Son derece haklı ve meşru olan talepler Osmanlı yönetiminde öfke yaratır. Seferberlik ilan edilerek, Dağıstanlı Fazıl Mehmet Paşa komutasındaki ordu kuvvetleri Barzan bölgesine sevk edilir. Şeyh II.Abdulselam, bölgenin yakılıp yıkılmasını engellemek maksadıyla Hakkâri bölgesine, Mar Şemun’un yanına çekilir. Bölge, Osmanlı ordusunun yıkımından nasibini alır ve Barzani ailesinin geride kalan fertleri tutuklanarak Musul hapishanesine gönderilir. Bunların arasında halen üç yaşında olan Mela Mustafa Barzani’de bulunmaktadır. Annesi ile beraber hapishane hayatı ile bebeklik çağında tanışacaktır. Şeyh II. Abdulselam topladığı kuvvetlerle 1909 yılında Barzan bölgesine döner ve Osmanlı kuvvetlerine ağır zayiatlar verdirir. Bölgede çatışmalar devam ederken, İttihat-ı Terakki, Sultan II. Abdulhamit devirerek yönetimi ele geçirir. Geçiş döneminin de etkisiyle yeni Osmanlı yönetimi, Şeyh II. Abdulselam ile uzlaşma yolunu seçer. Bölgede nispeten şartlar normale dönmeye başlar. Fazıl Mehmet Paşa geri çekilir ve yerine Mirliva Esat Bey gönderilir. Babıali’ye gönderilen Kürt talepleri, aynı zamanda İstanbul’da mukim Kürt entelijansına da (Şerif Paşa, Emir Ali Bedirxan, Seyyid Abdulkadir) sunulur. O günün şartlarında çok azı hariç ziyadesiyle İttihat-ı Terakki ile sıcak ilişkiler içerisindedir. Bu sürece Taşnak dahildir. “Abdulhamit gidecek, hürriyet gelecek” formatı ile fazlasıyla meşguller. İttihat-ı Terakki’nin 1908 yılında iktidara gelişi, hürriyete vesile olmayacak yeni felaketlerin kapısını aralayacaktır.

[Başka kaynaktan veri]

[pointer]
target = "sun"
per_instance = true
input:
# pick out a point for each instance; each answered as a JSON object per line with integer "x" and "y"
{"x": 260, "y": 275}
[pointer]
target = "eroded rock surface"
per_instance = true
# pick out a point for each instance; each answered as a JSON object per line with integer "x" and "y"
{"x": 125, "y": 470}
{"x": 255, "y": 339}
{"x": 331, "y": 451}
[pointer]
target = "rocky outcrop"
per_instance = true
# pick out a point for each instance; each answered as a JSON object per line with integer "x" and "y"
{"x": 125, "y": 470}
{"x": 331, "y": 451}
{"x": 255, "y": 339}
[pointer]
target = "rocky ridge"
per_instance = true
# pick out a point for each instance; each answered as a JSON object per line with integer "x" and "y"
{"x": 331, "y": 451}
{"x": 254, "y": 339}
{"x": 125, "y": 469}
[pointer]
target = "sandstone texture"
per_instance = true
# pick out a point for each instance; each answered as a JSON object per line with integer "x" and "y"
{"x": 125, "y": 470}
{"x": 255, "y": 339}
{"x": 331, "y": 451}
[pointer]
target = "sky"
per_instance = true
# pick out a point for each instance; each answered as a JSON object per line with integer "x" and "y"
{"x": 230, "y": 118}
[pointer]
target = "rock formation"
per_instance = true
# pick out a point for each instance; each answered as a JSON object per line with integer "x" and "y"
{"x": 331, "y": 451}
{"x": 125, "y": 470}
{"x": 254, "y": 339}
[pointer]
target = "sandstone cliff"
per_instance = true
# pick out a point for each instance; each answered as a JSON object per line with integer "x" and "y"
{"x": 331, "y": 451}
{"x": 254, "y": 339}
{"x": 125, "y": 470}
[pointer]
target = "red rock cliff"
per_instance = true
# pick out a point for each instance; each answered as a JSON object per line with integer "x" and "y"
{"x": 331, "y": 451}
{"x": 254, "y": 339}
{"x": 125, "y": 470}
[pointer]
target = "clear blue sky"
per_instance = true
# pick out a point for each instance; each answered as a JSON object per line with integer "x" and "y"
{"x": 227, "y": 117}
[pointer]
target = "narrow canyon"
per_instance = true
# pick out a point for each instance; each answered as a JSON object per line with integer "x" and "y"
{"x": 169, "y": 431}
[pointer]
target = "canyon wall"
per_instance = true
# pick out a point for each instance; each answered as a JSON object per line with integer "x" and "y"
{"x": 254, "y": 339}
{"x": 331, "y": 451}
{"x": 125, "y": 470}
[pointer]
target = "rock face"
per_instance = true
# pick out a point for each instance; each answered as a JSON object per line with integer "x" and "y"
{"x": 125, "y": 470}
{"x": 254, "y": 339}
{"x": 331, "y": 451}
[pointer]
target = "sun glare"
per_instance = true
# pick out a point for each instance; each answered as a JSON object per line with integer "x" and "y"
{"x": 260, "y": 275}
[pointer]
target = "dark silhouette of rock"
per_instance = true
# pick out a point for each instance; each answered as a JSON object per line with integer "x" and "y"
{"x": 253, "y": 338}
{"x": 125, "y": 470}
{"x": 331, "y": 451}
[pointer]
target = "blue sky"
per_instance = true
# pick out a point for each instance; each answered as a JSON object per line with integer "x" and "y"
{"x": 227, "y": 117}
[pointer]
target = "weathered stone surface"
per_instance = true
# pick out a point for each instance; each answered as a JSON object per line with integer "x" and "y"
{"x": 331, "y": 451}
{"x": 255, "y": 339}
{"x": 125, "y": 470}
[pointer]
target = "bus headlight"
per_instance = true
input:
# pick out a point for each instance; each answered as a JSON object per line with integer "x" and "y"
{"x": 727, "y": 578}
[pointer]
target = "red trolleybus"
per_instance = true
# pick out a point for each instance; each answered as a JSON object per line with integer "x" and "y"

İttihat-ı Terakki’nin iktidarı süresince Osmanlı’nın toprak kayıpları artmaya devam eder. 1912 yılına gelindiğinde Balkanlar ve Trablusgarp elden gitmiştir. İttihat-ı Terakki, topladığı Selanik kongresinde yeni bir rota belirler. Bu defa ümmet fikri kullanılmaya devam edilse de Türkçülüğün hizmetinde olacaktır. Bu amaçla 1913 yılında Teşkilat-ı Mahsusa kurulur. Dünyanın hızla bir dünya savaşına doğru gittiğini tahmin etmek zor değildir. Yeni bir paylaşım savaşına gidildiğinde Kürtlerin lidersiz ve sahipsiz olmaları Osmanlı yönetimi için hayati önem taşır. Şeyh II. Abdulselam Barzani sahadadır ve lider olma potansiyeli taşımaktadır. Şeyh II. Abdulselam’ın tasfiyesi gerekmektedir. 1913’e gelindiğinde Şeyh II. Abdulselam Barzani, önce Sultan Reşat tarafından nişana laik görülür, akabinde ittihatçıların kadrolarından Süleyman Nazif Musul valiliğine atanır. Bu atama, çıkacak fırtınanın habercisidir. Ve Barzan’a yeni bir saldırı başlar. Şeyh II. Abdulselam bölgeyi terk eder ve İran Kürdistan’nına gider. Seyyid Taha(küçük)’nın misafiri olur ve Sımko’yu ziyaret eder. Şeyh II.Abdulselam, Tiflis’e giderek Çar’ın temsilcisi ile görüşür. Rusların yardımını talep etse de bu yardım hiçbir zaman gerçekleşmeyecektir. Dönüş yolunda Genqeçin köyünde Sofi Abdullah’ın misafiri iken ihanete uğrar ve Osmanlı kuvvetlerine teslim edilir. Teslim alan birliğin başında o zamanlar genç bir subay olan Fevzi Çakmak vardır. Musul’a getirilen Şeyh II.Abdulselam Barzani, 16.Kolordu Askeri Mahkemesinde yargılanır ve 15 Kasım 1914 tarihinde idama mahkum edilir. Mahkeme kararı 24 Kasım 1914 tarihinde tasdik edilmek üzere Sultan Reşat’ta gönderilir. İdam kararı 26 Kasım 1914 tarihinde Sultan Reşat tarafından onaylanır. Akabinde Harbiye Nazırı Enver Paşa’nın imzasıyla; olaylara iştirak eden ve listede adları bulunmayanların da idam edilmesi talimatı verilir. Şeyh II. Abdulselam Barzani’nin 14 Aralık 1914 idam edildiği doğru ise bu tarihten 18 gün önce idam fermanı onaylanmıştır. Bundan çıkaracağımız sonuç; Şeyh II. Abdulselam Barzani’nin idamı Musul Valisi Süleyman Nazif’in bireysel tasarrufu değildir.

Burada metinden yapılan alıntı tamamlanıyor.